I can't say I have a favorite scene because as I said before, every shot and every scene is captivating. There isn't a single moment when I am uninterested in what I am seeing. The brilliant use of color, lighting, movement and setting to convey emotion is truly remarkable and should be inspiration for filmmakers everywhere.

This film does feature a bit of mature language since it is centered around high schoolers who are not always known to have the cleanest mouths, but I don't think the profanity is gratuitous or unnecessary. It keeps the film very real. This movie is heavy because of the topics of illness and death. It definitely brought most of the audience to tears, myself included. So be prepared to have your heart strings pulled. I recommend this film for ages 13 to 18 and highly suggest that adults watch it as well because I believe that people of many age groups can relate to the film and find it enjoyable.
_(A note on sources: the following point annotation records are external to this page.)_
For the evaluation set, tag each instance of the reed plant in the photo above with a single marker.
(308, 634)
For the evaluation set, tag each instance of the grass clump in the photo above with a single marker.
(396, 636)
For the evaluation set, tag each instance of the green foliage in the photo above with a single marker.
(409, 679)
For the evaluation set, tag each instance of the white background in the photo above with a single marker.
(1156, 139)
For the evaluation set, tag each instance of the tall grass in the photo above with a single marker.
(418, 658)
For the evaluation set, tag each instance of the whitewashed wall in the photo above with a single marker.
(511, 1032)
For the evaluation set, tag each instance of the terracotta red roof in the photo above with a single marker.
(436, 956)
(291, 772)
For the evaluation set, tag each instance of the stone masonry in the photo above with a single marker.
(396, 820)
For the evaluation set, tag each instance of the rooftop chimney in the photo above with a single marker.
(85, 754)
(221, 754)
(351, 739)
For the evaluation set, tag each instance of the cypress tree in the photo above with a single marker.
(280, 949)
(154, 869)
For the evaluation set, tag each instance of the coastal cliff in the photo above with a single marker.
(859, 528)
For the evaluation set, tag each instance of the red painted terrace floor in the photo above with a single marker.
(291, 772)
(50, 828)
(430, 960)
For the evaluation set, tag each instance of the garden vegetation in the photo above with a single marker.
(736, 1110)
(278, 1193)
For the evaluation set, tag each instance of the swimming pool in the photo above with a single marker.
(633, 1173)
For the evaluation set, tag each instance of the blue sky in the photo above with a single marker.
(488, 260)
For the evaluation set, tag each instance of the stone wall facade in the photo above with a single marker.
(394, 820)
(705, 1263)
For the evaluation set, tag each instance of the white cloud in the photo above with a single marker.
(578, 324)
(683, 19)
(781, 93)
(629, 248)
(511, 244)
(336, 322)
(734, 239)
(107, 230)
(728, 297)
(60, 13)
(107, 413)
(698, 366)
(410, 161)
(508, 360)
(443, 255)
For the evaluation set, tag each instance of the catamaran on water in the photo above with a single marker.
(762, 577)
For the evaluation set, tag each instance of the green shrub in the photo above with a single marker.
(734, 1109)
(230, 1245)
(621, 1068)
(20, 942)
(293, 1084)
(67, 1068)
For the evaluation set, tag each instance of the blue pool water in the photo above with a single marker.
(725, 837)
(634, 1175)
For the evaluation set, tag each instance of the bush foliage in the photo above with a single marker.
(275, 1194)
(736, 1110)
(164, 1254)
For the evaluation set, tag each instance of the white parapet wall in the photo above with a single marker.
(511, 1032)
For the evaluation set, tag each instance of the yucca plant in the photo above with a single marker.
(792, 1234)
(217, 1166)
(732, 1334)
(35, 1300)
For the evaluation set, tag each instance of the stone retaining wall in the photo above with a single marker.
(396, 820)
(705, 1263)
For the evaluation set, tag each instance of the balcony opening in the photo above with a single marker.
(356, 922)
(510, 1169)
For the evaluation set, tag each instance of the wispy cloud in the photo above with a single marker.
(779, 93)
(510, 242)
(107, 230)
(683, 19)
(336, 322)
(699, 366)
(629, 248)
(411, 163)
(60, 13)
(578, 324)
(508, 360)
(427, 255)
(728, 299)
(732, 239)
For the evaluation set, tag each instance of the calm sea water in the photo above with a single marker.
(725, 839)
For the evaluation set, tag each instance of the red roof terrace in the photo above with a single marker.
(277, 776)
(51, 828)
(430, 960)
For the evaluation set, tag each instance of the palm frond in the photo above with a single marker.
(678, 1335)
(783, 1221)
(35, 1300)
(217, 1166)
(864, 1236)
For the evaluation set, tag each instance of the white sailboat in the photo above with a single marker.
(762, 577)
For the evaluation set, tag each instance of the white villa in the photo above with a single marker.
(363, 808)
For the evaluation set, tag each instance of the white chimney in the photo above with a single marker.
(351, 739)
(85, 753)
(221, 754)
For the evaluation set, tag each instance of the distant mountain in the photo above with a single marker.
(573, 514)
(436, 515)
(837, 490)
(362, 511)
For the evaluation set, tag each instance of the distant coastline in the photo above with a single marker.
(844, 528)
I give Me and Earl and the Dying Girl 5 out of 5 stars, so make sure you check it out in theaters this summer!

Reviewed by Raven D., KIDS FIRST! Film Critic, age 17.

First off, in my approximate ten years of watching movies, I have never seen a movie that was so emotionally investing. Between the comedy and the incredible ending, director Alfonso Gomez-Rejon does an incredible job in incorporating such a serious subject matter into a movie that is fun and entertaining. Me and Earl and the Dying Girl is a coming-of-age, PG-13 movie that tackles the serious subject of a young girl being diagnosed with leukemia by making it a distant part of the movie. The film centers around Greg Gaines, played by Thomas Mann, a lonely teenager who is forced to spend more time with his acquaintance Rachel Kushner, played by Olivia Cooke, because she has been diagnosed with leukemia. Greg and his friend Earl, played by Ronald Cyler II, tries to bring some light into her life throughout the course of the film.

I applaud the film for its great cinematography and use of different shots to portray certain feelings and emotions throughout the movie. I was engaged throughout the whole movie because of the great audio and music that is used. I was greatly intrigued by the great chemistry between all of the main actors. Lastly, as a 17-year old young man, I thoroughly enjoyed the great and raw comedy that is presented. The director could have gone a completely different way with the movie and I greatly appreciate the fact that Alfonso and the people working with him "stuck to their guns" to create a refreshingly real and raw movie that I loved in every way.

On a personal note, I loved how real the movie was. There are certain plot holes in movies that I will notice and say, "What happened to this?" or "What about this?" For example, I asked myself, "What about their homework? Do they do any homework?" Surely enough, my question was answered in the matter of a minute and I love and appreciate that aspect of the film. As far as the writing goes, Jesse Andrews and his crew have made a script with incredibly funny jokes and great back-and-forth dialogue.

In conclusion, the only thing negative I could gather from this movie was that it starts a bit too dramatic for my tastes and is a bit too realistic. However, once you get past those parts of the movie, I believe you will definitely enjoy Me and Earl and the Dying Girl. I strongly recommend not taking your children to see the film if they do not understand what leukemia is and they have a tough time grasping with death. Also, it has strong sexual humor and profanity throughout the movie. I was a bit surprised the movie was rated PG-13 because of the dialogue. In the end, I give Me and Earl and the Dying Girl a whopping 5 out of 5 stars for its incredible attention to detail, laugh-your-socks-off comedy, strong writing, and great camera work. Please take my advice, young adults and up, PLEASE watch this movie. Thanks for reading.

By Brandon Cela, KIDS FIRST! Film Critic

Seventeen-year-old Greg has managed to become part of every social group at his Pittsburgh high school without having any friends, but his life changes when his mother forces him to befriend Rachel, a girl he once knew in Hebrew school who has leukemia.